In the last few days before we left Thanh Hoa last September, I asked Mr. Thanh to help me with some shopping. I really wanted a hammock. They are all over Vietnam, in all sorts of styles. In Hanoi, street vendors try to sell them to the Westerners–“Silk. Very nice. You buy only $20.” I never took them up on the offer because one, I think they were lying about the silk part and two, I wanted the green one with a stand.
Mr. Thanh drove me on his motorbike from one shop to another, our helmets perched, unbuckled, on our heads. We finally found a shop that carried them and Mr. Thanh asked the price. 250,000 VND. A good chunk of change in those parts. I couldn’t bargain with any grace, so I asked Mr. Thanh if he would ask her to take 150,000 VND. I remember he looked a little worried; they talked back and forth for a bit and he asked if I’d pay 200,000 VND. Of course, I would. So we exchanged cash for hammock and I climbed on to the back of his bike again, holding the hammock to my chest.
“Sorry, Miss Teresa,” he yelled to me.
Sorry for what, I wanted to know. He’d willingly driven me around town and bargained for me. What could I possibly be upset about?
“I am no good at buying. My wife, she is very good.”
He did a fine job of course, better than I would have ever been able to do with my rudimentary Vietnamese. When we left Vietnam, I used the hammock as a bumper in our suitcase then safely stashed it away into the closet for the next summer.

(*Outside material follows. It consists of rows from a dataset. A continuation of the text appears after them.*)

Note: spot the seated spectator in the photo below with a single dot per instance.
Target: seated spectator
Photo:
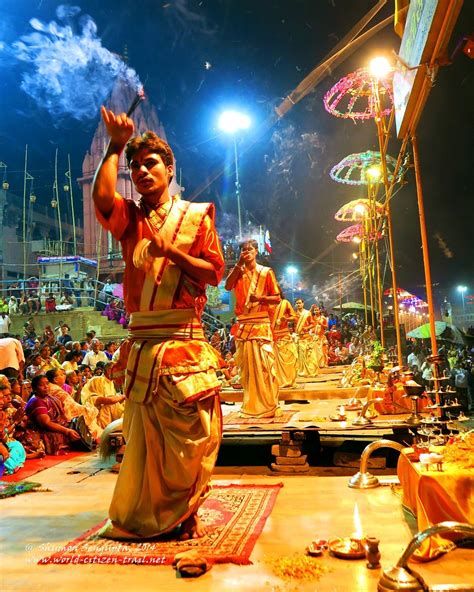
(5, 324)
(11, 450)
(72, 409)
(64, 337)
(73, 379)
(47, 361)
(47, 414)
(33, 301)
(60, 353)
(94, 355)
(50, 303)
(23, 304)
(30, 439)
(100, 392)
(66, 302)
(86, 372)
(48, 337)
(110, 349)
(33, 365)
(13, 307)
(72, 361)
(215, 340)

Well that next summer has come and nearly gone without the hammock. Our yard, while it is full of trees is even overtaken by wayward plants and there was nowhere to hang it.
“Let me get the yard taken care of first” is what I told my daughter every time she asked about hanging it up. I had every intention to do so.
But the weeding took more work than I ever expected (60+hours later, it still is nowhere near done)and school started two weeks ago without the hammock being hung.
She asked about it again last Sunday and in a crazy moment, I figured why not. There are no trees to hang it from, no where for me to use it, but she’s little enough we can just hang it on the deck. So I did.
I watched some YouTube videos, practiced a couple of times with the knots and struck out to finally get the hammock up. It turned out just well enough to use it for another week or two, before the Oregon rains really start. And we’re both happy about it.